Éviter les mauvaises surprises en affaires grâce à un avocat international

Par le 28 avril 2017

La résolution des litiges est le train-train quotidien d’un avocat des affaires. Et lorsque c’est le calme plat, il assiste la société et ses dirigeants dans la signature de contrat de commerce international. Avoir sous la main une équipe d’experts dans le domaine aide dans de nombreuses circonstances.

Les domaines dans lesquels ce professionnel intervient

Un avocat en droit commercial défend, mais conseille surtout particuliers et entreprises dans le cadre d’affaires entre deux ou plusieurs pays. Il peut par exemple s’agir d’un contrat avec un associé ou un partenaire implanté à l’étranger, ou encore un accident de travail ou un litige survenu dans une filiale. Dans ce genre d’affaires, il importe toujours de déterminer la juridiction compétente ainsi que les lois qui s’appliqueront au dossier. C’est là où le rôle du juriste qualifié se manifeste.

Un autre détail qui aidera les entreprises à sélectionner leurs futurs collaborateurs : l’inventivité des membres du cabinet. En effet, mieux vaut trouver une solution à une affaire et la remporter brillamment qu’en accumuler des dizaines qu’on a du mal à dénouer. L’expert en droit devra alors faire preuve d’organisation et de créativité pour sortir une firme de mauvais draps ou d’une situation compromettante.

Savoir distinguer un juriste expert d’un charlatan

Déjà au niveau du nombre de diplômes obtenus, les recruteurs préfèrent jeter un œil au profil des candidats qui se sont distingués dans leur promotion à l’université, bien qu’ils n’en aient décroché qu’un seul. Ceux qui en comptent des dizaines avec mention passable ne les intéressent généralement pas. Et comme le métier est souvent récompensé par bien des prérogatives, leurs critères de sélection demeurent des plus stricts et des plus exigeants.

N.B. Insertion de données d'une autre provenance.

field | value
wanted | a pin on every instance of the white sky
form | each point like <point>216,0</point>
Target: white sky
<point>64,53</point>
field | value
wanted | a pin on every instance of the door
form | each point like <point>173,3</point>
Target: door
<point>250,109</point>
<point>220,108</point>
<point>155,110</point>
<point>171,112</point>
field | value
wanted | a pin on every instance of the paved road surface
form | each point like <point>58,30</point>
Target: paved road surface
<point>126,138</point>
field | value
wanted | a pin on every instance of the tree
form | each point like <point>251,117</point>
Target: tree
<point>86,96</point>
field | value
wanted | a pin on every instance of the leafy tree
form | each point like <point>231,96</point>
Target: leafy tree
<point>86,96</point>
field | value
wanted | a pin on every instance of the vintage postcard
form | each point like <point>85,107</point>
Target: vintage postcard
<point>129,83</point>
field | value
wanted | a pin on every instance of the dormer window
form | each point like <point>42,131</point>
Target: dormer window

Atterrir dans un cabinet d’affaires à New York, c’est le rêve de tout étudiant en droit commercial. Mais pour y arriver, il devra fournir de gros efforts. La personne à embaucher devra avoir parcouru un cursus complet en droit déjà, ponctué par une spécialisation d’un an au moins en droit international. Il va sans dire que l’avocat devra parler plusieurs langues pour enrichir son bagage intellectuel. D’ailleurs de nombreux instituts et écoles de droit donnent des cours en anglais pour habituer les étudiants à cette langue et aux termes techniques à utiliser dans le cadre de la profession. À cela s’ajoutent quelques notions de gestion et de finances ou encore de commerce International surtout si l’on veut impressionner les grands cabinets d’affaires.